I have been divorced and lived on my own for over 20 years. I was left in lots of debt which I have paid off and now have my own house and money in the bank. I used to tell myself that I was happy on my own until I had a short lived relationship last year and that showed me that I really wanted someone special in my life. But I have always been adamant that I wanted someone who had the same things that I have.
I have met a few people from OLD but none have been right in one way or another. Now, to the potential problem - I have been chatting for a few days (not met yet) to someone who contacted me. He seems to be a really nice man who has also been on his own for a few years. So far, so good and I have a really nice feeling about him and its the first time that has happened.

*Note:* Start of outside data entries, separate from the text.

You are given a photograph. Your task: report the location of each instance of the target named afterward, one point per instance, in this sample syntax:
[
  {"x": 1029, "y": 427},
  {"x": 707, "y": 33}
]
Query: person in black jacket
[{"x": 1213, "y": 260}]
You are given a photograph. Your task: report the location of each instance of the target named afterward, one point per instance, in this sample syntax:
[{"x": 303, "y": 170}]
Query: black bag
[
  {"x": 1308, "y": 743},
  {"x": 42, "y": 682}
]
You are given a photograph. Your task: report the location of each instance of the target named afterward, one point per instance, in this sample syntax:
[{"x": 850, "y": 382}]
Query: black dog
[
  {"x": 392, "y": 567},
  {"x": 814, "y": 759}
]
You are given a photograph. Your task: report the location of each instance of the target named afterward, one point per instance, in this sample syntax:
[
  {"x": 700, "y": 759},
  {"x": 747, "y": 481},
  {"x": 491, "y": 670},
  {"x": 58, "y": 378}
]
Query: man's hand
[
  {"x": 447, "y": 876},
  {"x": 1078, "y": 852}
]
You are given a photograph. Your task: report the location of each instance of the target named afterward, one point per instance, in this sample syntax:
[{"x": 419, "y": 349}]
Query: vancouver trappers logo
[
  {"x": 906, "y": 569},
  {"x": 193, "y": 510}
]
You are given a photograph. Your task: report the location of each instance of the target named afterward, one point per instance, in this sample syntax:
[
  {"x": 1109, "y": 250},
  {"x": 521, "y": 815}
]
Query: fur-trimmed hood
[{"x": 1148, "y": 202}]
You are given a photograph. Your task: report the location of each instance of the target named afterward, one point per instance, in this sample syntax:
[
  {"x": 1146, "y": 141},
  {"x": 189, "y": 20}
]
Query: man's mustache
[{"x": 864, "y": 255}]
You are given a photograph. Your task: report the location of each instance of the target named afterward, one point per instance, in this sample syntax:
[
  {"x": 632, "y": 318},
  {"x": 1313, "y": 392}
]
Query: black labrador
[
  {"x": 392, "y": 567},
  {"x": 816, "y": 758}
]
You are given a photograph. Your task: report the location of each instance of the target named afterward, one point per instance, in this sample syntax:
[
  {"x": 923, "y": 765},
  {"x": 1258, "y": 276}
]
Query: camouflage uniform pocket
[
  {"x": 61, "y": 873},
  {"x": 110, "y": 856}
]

This morning, he has phoned to tell me about his financial problems. He had his own business up to a couple of years ago. He employed over 10 people but the recession hit and he hung onto the business and tried to make it work for too long. He ate up all his savings before he pulled the plug. He now works for a company.
He gave up his house and lives in a rented room above a pub with a view to living as cheap as possibly to pay off all his debts in the next year.
I always told myself that this would be a deal breaker. But I have been there, part of me appreciates that he has told me early enough to pull out, part of me thinks Run Away !!!
But, after having counselling in the last few months I have began to understand that I always look for the negative in any situation. That I expect things not to work and dont give anything a chance.
He says that he doesnt want my money - that anywhere we go we will pay halves which I am happy about. Do I give it a chance or not ?
No idea - am thinking that I might just run with it for now but be very careful.